Vanguardia

Saber lo que se debe saber

- ARMANDO FUENTES AGUIRRE ‘CATÓN’, CRONISTA DE LA CIUDAD

El párroco de aquel lindo lugar iba a salir del pueblo. A petición de los vecinos se vio en la precisión de dejar su sitio a un nuevo cura.

Llegó éste, y le preguntó al cesante cuál era la razón de que los comarcanos no dejaban que ningún cura durara en la parroquia. Mientras hacía su equipaje el saliente le explicó:

-Mira: aquí todos los vecinos son buenos católicos, gente de mucho bien y poco mal. Son de natural pacífico, amables, bondadosos. Y son humildes, poco ilustrados, pues no necesitan más ciencia que la de cultivar la tierra y esperar la lluvia que nos envía Dios. Pero hay entre ellos un hombre revolvedor e inquieto. Tampoco él es de mala fe, pero se cree más sabio que los otros, y todos lo tienen en ese concepto. No sabe nada ese buen hombre, pero piensa que todo lo sabe, y no admite que pueda haber alguien que sepa más que él. A mí me dijo que en mis sermones nunca paso de cuatro evangelist­as: Mateo, Marcos, Lucas y Juan, y que aun de esos cuatro libros sólo alcanzo a decir: “Capítulo 2, versículos del 6 al 15”, y así. No sé qué espera ese criticón, el caso es que nomás empezaba yo a hablar él comenzaba a mover la cabeza con desaprobac­ión; se levantaba de su sitio y se salía del templo, y todos atrás de él. Y ahí va la carta a Su Excelencia con las firmas pidiendo mi renuncia y el envío de otro cura.

Se quedó el recién llegado meditando aquello para dar con el intrínguli­s de la cuestión. Al día siguiente se presentó a decir su primer sermón. Subió al púlpito y pronto descubrió, sentado en la primera fila y mirándolo con expectante­s ojos críticos, al sabidor del pueblo, según se lo había descrito su colega. Sin verlo se dirigió a toda la congregaci­ón:

-Lectura del Santo Evangelio según San Melquiades; capítulo 50 mil 800, versículos del 781 al 922.

Una expresión atónita se dibujó en el rostro del sapiente. Jamás había oído hablar del Evangelio de San Melquiades, ni sabía que tuviera más de 50 mil capítulos, y tal abundancia de versículos. Todo el pueblo fijaba la mirada en él, esperando su señal acerca de la calidad del nuevo cura. La expresión de asombro se convirtió en otra de admiración. Volvió la vista el sabio a la asamblea e hizo movimiento­s afirmativo­s de cabeza, como hacían en las películas mexicanas los señores de edad madura cuando empezaba a cantar Pedrito Infante, para significar que lo hacía muy bien. En ese momento supo el nuevo cura que había triunfado del enemigo malo y que después de tres o cuatro demostraci­ones más como ésa podría volver a la ortodoxia, pues con la impresión inicial que causó tenía asegurada su permanenci­a en aquella pingüe parroquia que tan buenos estipendio­s rendía a quien la servía bien.

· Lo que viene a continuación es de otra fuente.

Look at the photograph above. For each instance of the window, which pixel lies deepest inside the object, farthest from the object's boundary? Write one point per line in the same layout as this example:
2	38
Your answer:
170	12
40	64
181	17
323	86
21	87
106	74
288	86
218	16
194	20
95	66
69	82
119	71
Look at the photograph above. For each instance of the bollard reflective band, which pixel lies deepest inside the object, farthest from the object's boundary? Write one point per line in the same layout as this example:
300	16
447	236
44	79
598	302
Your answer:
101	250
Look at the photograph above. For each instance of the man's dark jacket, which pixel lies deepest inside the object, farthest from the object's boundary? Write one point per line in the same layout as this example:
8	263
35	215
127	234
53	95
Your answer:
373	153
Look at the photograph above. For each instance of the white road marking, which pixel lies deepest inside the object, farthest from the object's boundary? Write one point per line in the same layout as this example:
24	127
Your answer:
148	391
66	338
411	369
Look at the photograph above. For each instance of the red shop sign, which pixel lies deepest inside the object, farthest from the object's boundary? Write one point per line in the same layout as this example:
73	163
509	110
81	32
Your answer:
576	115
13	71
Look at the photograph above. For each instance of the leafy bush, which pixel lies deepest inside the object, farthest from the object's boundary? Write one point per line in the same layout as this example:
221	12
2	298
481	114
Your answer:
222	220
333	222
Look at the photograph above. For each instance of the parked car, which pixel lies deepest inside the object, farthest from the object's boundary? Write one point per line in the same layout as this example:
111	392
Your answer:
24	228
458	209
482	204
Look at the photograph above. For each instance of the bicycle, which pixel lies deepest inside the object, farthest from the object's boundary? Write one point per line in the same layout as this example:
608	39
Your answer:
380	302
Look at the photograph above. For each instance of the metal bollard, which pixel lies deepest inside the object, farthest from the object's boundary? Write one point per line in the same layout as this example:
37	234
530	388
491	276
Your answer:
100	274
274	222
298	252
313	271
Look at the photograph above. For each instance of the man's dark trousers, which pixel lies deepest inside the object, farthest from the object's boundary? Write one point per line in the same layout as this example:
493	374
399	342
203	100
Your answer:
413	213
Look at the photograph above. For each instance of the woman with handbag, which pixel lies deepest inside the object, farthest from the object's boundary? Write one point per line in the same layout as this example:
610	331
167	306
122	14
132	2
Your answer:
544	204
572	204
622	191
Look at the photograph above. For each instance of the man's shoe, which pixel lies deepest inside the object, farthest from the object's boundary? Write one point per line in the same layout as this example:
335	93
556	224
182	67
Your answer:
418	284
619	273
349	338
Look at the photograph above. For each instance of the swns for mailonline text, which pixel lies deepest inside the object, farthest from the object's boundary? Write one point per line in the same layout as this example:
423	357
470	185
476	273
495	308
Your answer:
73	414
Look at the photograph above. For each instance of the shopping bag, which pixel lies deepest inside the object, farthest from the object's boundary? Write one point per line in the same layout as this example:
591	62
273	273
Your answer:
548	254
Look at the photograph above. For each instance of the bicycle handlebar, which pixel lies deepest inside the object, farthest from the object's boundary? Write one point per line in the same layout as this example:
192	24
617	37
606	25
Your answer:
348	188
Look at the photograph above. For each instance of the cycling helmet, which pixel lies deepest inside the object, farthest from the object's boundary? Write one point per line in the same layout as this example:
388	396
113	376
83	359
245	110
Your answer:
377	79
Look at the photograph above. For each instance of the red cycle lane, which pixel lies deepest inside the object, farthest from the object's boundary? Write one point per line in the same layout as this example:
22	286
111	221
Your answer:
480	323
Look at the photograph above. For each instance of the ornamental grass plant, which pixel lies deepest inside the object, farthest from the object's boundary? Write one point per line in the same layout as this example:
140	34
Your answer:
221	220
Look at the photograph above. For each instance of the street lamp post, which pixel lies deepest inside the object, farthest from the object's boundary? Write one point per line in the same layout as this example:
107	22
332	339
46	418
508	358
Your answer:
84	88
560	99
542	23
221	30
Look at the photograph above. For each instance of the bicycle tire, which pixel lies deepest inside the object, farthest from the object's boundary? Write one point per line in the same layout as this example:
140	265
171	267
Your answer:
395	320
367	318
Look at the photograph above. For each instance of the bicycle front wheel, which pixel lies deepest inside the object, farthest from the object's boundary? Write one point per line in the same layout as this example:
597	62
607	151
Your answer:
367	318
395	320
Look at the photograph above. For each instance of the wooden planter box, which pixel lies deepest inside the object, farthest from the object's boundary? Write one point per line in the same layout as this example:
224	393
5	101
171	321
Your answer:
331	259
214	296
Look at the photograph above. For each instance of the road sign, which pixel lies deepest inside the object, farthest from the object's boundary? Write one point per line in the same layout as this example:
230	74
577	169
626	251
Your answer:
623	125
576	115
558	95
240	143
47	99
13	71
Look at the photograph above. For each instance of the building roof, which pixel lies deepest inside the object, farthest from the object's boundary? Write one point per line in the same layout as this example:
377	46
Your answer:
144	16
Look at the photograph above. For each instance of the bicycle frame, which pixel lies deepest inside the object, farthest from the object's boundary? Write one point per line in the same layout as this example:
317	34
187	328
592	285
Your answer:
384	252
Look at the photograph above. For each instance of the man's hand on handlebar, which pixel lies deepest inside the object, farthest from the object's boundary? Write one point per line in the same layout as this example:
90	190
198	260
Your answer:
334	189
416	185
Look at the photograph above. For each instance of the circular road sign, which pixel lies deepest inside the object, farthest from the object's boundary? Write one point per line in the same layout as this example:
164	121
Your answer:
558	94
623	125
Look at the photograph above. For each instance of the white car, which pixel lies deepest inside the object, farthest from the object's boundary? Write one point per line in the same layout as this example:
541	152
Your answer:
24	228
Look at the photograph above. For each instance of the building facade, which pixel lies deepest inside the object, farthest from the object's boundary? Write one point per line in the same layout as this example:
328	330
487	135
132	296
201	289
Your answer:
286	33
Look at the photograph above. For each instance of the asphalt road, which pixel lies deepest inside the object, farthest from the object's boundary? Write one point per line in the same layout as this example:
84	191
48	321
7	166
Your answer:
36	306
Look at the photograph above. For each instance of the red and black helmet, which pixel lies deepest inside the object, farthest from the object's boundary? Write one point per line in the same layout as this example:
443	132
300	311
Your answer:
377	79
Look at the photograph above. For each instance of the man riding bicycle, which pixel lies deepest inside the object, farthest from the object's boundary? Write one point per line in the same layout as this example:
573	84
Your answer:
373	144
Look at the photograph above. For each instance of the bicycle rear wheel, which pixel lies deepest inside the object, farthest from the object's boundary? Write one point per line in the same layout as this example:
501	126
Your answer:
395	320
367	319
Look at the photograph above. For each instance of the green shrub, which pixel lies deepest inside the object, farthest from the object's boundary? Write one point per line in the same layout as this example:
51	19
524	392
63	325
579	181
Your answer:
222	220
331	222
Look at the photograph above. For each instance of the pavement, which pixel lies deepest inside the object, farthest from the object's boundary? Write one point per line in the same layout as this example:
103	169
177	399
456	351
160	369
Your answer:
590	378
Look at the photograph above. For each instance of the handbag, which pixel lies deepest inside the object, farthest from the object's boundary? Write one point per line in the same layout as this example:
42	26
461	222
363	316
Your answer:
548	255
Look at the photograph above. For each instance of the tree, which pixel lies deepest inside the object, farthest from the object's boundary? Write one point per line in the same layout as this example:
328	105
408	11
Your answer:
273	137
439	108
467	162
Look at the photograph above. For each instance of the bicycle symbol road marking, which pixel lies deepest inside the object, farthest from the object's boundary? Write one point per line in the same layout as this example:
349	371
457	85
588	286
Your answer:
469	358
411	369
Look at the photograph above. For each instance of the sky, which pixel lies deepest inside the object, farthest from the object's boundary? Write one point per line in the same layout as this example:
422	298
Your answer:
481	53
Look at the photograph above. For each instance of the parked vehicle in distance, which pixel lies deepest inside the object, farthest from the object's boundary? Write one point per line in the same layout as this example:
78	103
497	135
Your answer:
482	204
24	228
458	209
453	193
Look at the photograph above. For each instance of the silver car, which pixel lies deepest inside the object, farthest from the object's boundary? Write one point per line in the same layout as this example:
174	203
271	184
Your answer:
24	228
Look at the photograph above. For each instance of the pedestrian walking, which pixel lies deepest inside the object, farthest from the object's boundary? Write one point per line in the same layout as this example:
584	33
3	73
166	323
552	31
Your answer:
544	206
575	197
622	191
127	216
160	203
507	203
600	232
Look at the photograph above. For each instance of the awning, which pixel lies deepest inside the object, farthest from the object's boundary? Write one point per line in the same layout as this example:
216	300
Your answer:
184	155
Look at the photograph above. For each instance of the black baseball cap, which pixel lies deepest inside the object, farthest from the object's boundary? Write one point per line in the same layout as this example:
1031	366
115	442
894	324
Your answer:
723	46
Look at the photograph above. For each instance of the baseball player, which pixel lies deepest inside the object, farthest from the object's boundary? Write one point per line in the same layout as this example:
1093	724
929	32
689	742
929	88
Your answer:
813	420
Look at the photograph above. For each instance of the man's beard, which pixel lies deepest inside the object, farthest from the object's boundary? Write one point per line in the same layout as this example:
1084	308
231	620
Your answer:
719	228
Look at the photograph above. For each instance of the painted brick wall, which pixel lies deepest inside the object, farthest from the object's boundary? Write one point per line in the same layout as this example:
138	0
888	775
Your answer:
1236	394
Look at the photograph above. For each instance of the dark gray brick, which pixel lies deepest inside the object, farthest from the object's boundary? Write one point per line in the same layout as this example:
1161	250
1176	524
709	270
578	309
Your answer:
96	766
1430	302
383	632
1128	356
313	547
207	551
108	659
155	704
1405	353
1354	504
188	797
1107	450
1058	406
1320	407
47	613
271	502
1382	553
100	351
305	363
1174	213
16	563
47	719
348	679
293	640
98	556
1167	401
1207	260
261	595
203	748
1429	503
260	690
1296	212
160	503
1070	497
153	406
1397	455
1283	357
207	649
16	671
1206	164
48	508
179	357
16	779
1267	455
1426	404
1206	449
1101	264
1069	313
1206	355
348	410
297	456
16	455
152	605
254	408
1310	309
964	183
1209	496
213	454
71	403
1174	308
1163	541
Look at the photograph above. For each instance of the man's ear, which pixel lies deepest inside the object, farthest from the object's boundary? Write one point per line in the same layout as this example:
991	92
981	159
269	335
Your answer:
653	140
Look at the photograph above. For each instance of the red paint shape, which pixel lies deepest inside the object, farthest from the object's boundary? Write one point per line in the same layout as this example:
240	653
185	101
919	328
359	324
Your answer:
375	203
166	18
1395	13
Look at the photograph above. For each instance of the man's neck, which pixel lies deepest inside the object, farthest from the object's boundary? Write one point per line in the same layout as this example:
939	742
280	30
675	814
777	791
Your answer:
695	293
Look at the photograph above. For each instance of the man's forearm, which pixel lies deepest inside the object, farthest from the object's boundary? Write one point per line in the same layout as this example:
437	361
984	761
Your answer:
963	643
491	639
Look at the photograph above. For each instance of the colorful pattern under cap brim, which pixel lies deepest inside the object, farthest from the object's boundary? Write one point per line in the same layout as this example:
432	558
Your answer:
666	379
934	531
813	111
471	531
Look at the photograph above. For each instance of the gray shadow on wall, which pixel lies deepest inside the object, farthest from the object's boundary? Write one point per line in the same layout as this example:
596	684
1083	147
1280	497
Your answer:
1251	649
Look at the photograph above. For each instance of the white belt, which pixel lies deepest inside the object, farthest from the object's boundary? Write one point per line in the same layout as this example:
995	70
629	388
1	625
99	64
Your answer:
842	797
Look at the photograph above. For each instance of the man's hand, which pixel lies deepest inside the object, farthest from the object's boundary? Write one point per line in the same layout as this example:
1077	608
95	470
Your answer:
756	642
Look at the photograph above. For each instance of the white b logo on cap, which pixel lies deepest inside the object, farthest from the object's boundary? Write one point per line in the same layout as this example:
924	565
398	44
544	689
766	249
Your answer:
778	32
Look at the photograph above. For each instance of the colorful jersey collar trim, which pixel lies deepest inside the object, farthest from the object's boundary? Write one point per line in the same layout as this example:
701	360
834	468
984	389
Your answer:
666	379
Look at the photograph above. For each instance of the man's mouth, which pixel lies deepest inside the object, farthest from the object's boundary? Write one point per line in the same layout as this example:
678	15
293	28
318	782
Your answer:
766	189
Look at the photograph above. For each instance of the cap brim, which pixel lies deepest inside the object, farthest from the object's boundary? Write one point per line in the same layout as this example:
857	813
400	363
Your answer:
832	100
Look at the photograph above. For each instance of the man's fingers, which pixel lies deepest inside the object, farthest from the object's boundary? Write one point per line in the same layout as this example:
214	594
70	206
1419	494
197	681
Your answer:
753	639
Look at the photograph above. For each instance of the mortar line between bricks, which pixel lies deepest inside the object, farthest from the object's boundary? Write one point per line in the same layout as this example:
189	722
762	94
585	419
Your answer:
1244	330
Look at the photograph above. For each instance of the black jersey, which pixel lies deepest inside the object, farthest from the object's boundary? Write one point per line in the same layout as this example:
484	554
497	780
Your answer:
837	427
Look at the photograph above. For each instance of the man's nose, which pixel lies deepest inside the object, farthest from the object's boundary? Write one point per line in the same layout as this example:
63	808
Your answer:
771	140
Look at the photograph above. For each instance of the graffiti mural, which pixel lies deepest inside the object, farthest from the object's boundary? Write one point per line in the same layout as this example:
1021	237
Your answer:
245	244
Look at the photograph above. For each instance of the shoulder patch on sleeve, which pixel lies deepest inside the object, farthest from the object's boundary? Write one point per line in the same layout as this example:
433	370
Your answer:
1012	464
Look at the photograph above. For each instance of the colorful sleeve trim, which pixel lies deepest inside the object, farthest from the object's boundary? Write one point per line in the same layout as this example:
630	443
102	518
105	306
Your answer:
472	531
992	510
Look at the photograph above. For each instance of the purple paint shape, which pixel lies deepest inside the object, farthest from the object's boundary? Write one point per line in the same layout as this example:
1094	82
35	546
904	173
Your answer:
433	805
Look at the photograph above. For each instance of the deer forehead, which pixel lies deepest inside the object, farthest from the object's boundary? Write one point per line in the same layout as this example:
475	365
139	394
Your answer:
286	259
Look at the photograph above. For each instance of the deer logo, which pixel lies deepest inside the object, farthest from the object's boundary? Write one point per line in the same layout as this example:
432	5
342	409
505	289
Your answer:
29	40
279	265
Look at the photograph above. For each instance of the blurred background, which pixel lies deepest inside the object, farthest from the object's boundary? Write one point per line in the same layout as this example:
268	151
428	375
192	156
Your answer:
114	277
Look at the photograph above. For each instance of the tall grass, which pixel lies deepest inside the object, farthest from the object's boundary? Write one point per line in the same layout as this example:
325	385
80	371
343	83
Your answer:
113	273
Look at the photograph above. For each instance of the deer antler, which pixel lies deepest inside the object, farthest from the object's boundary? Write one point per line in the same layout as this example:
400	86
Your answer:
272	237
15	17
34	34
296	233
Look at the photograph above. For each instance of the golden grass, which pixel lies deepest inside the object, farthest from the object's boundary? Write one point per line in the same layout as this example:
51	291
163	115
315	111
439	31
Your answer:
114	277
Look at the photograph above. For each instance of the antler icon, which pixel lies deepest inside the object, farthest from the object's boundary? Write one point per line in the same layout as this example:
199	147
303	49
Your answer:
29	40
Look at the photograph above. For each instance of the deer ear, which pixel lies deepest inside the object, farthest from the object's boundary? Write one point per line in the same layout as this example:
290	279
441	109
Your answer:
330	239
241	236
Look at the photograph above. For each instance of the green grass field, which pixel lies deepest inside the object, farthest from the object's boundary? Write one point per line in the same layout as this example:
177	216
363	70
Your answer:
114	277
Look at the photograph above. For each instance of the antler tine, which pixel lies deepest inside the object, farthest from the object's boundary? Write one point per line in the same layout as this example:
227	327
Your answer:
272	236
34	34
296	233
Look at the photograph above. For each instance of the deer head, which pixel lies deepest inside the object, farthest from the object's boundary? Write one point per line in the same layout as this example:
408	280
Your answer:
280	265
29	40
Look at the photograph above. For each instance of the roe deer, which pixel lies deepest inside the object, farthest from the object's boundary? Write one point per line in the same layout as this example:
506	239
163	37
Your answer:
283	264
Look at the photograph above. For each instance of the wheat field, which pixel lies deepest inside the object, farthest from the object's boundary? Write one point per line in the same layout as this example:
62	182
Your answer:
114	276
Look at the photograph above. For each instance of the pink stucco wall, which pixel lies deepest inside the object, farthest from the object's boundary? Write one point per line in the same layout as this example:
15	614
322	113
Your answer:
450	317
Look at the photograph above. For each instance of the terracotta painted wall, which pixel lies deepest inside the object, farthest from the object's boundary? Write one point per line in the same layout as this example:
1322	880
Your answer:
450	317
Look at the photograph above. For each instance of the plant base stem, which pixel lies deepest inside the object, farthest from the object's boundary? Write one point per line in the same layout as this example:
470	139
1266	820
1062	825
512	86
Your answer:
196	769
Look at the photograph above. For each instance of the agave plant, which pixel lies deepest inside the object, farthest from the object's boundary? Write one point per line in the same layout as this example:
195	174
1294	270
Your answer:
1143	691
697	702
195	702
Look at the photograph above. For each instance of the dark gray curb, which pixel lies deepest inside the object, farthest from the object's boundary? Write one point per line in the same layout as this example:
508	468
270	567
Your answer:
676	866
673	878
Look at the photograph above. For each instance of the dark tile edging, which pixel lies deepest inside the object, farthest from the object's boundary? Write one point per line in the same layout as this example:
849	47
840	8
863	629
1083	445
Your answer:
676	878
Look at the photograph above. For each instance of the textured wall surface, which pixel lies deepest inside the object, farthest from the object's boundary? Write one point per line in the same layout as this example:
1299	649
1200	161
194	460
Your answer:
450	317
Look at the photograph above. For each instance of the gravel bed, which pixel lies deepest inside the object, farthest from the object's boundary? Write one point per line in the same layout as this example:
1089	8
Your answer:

De este cuentecill­o pertenecie­nte a la vieja tradición derivó una enseñanza. Hay quienes creen que la sabiduría consiste en saber muchas cosas. Se equivocan. La verdadera sabiduría consiste en saber lo que necesitas, y en aplicar ese conocimien­to en el momento justo. Lo demás es oropel; vana sabiduría de las que condena el sabio que escribió el Eclesiasté­s.